Entre Downton Abbey et The Crown, une série d’enquêtes royales so British !
***
Après un premier tome très distrayant, il était difficile de ne pas mordre à l'hameçon de ce second opus. L'auteure reprend les codes qui ont assuré le succès de Son espionne royale mène l'enquête et on retrouve avec plaisir Georgie, 34ème héritière de la couronne britannique mais sans le sous, dans le Londres aristocratique des années 30. La Reine espère bien que la jeune fille va continuer de pister le prince de Galles, toujours amouraché de Wallis Simpson, cette Américaine vieille et vulgaire.
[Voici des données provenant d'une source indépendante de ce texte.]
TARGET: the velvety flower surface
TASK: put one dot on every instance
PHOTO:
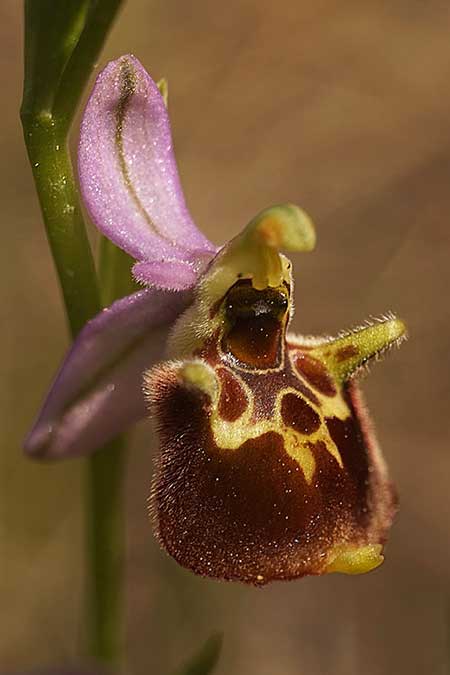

Par bonheur, la princesse héritière du trône de Bavière vient séjourner en ville et on suggère à Georgie de jouer les entremetteuses... et d'héberger la jeune fille, qui vient accompagnée de sa bonne et de son chaperon, une austère baronne allemande. Très inexpérimentée, la princesse Hanni souhaite surtout s'amuser et rencontrer des garçons... et elle s'attache malheureusement à un jeune communiste qui risque de ne pas faire la joie de la famille royale! Mais pire encore : on retrouve le jeune homme assassiné avec, sur les lieux du crime, la princesse, arme à la main! Obligée de démêler le vrai du faux, Georgie se trouve forcée de jouer les détectives en même temps qu'elle doit pousser Hanni dans les bras du prince de Galles... et aussi dénicher des domestiques gratuits pour faire tourner sa maison pendant qu'elle joue les hôtesses aristocratiques.
"Sa Majesté est une femme redoutable. Elle est petite et paraît inoffensive à première vue, mais souvenez-vous de mon arrière-grand-mère, la reine Victoria. Elle n'était pas bien grande, elle non plus, et pourtant tout l'Empire tremblait lorsqu'elle levait un sourcil."
"Je remerciai le ciel d'avoir fait mes études aux Oiseaux, une institution privée pour jeunes filles en Suisse. A part apprendre le français et où placer un évêque à table, descendre le long d'une gouttière pour rejoindre des moniteurs de ski dans la taverne locale était l'une des rares compétences que j'y avais acquises."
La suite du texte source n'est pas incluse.